Rule-based constraints, guided by AASM guidelines, further refine predictions. Adjacent LM events less than 0.5 s apart are merged, and thresholding removes events that are too short or excessively long, reducing false detections due to noise or abnormal patterns. Together, CRF and rule-based refinement yield temporally coherent outputs that better align with true event boundaries, enhancing both prediction consistency and clinical interpretability.

2.6. Experimental Settings and Evaluation Metrics

Patients were randomly split in a 9:1 ratio, and only segments with stable signal quality and complete annotations were used. Experiments were conducted on a Linux system equipped with an Intel® Xeon® Gold 5218 CPU (Intel Corporation, Santa Clara, CA, USA) (2.30 GHz) and two NVIDIA GeForce RTX 3090 GPUs (NVIDIA Corporation, Santa Clara, CA, USA). The models were implemented in Python 3.8.12 with PyTorch 1.10.1. The framework was trained using the Adam optimizer [29] with a learning rate of 0.001 and a weight decay of 0.0001, over 50 epochs with a batch size of 128. The loss function was the average Dice loss across all classes, as defined in Equation (5), which is suitable for multi-class outputs. Compared with cross-entropy, Dice loss more effectively addresses class imbalance, particularly when foreground events (e.g., LM and SDB) are sparse [30,31].

Dice Loss = 1 - \frac{1}{C} \sum_{i = 1}^{C} \frac{2 | X_{i} \cap Y_{i} | + 10^{- 3}}{| X_{i} | + | Y_{i} | + 10^{- 3}}

(5)

where

X_{i}

and

Y_{i}

denote the predicted and ground truth labels for class i, respectively.

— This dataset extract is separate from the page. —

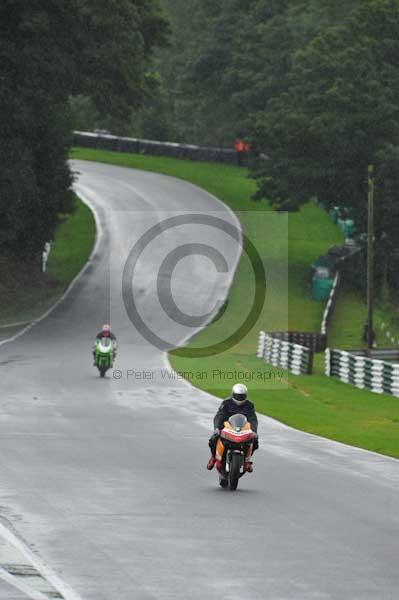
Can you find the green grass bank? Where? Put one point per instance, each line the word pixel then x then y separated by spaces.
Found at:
pixel 287 244
pixel 26 293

A Laplace smoothing term of

10^{- 3}

is added to prevent division by zero [31].

The detection framework is evaluated based on point-wise predictions, comparing the output with ground truth labels at each time point. The performance for LM and SDB event detection is assessed using the following metrics:

{Precision}_{i} = \frac{{TP}_{i}}{{TP}_{i} + {FP}_{i}}

(6)

{Recall}_{i} = \frac{{TP}_{i}}{{TP}_{i} + {FN}_{i}}

(7)

F 1 {Score}_{i} = \frac{2 \cdot {Precision}_{i} \cdot {Recall}_{i}}{{Precision}_{i} + {Recall}_{i}}

(8)

Average F 1 Score = \frac{1}{C} \sum_{i = 1}^{C} F 1 {Score}_{i}

(9)

where C denotes the number of classes, and

{TP}_{i}

,

{FP}_{i}

, and

{FN}_{i}

represent the true positives, false positives, and false negatives for class i, respectively.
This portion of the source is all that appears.